The Ministry of Food and Agriculture (MoFA) has confirmed the smuggling of subsidised fertiliser across the northern border into Burkina Faso, but says regional and district security councils have deployed personnel to the border- posts to check the practice.
Director at the Directorate of Crop Services at the Ministry, Emmanuel Asante-Krobea, told the B&FT that he had personally visited smuggling points in the north, particularly Bawku, and confirmed that fertiliser from Ghana, which is sold at subsidised rates to farmers under the government’s Fertiliser Subsidy Programme (FSP), is being smuggled into Burkina Faso where the commodity is relatively more expensive.
“Together with the secretariat and the national coordinator (of the FSP), we went to the areas concerned to see the problem at first-hand three weeks ago.
We interacted with the regional and district administrations as well as the heads of the security agencies, and we all agreed that there is smuggling of the commodity,” he said.
“We [MoFA] don’t possess the skills to combat smuggling; therefore the onus is on the regional and district security councils to devise strategies to curb the incidence.
During my monitoring, I was reliably informed that the security councils have detailed personnel to man the border-posts at all entry points.”
The government is subsidising 176,000 tonnes of fertilizer for non-cocoa crops in the 2012/13 planting season at a cost of GH?120.3million, up by more than 50% from last season due to rising costs. The subsidy, which covers crops including cotton, rice and maize, cuts the price farmers pay per bag by more than 40%.
But the lower price has encouraged smuggling of the commodity through the northern border points, with little evidence of its occurrence in the south, Mr. Asante-Krobea said.

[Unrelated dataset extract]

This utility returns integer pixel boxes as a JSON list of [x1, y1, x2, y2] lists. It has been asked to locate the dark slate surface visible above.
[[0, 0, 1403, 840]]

On farmers’ complaints about the late delivery of fertiliser to them under the programme, he said the late payment of last year’s subsidies to fertiliser importers and distributors delayed deliveries for the current season.
“The programme is backed by funds, and if the funds are not made available it cannot be operationalised. The Ministry does not control the funds, so we have brought the problem of delay in the release of fertiliser to the attention of the government. We hope the situation will improve.”
Under the programme, companies import, distribute and sell the fertilisers, and MoFA uses a tracking system to determine how much fertiliser has been bought before the subsidies are paid to the companies.
The subsidies have helped to raise Ghana’s output of staple crops and bolstered agriculture, but a sharp slowdown in the sector’s growth in 2011 to less than 1% from 5.3% in 2010 has raised new questions about the adequacy of the scope and scale of government’s interventions.
Ghana has one of the lowest fertiliser application rates per hectare in Africa, and the subsidies -- in the four years since the programme began -- have boosted the rate of application from 8kg/hectare to 10kg/hectare.
The target is to increase fertiliser application to 20kg/hectare in line with the Abuja Declaration on fertiliser use under the African Green Revolution agenda.
Backed by investments from India, the government plans to establish a fertiliser manufacturing plant at Shama in the Western Region, to be powered by gas from Ghana’s oil fields.
Negotiations for funding from the Indian Export and Import Bank have begun, according to Kwesi Ahwoi, Minister for Food and Agriculture.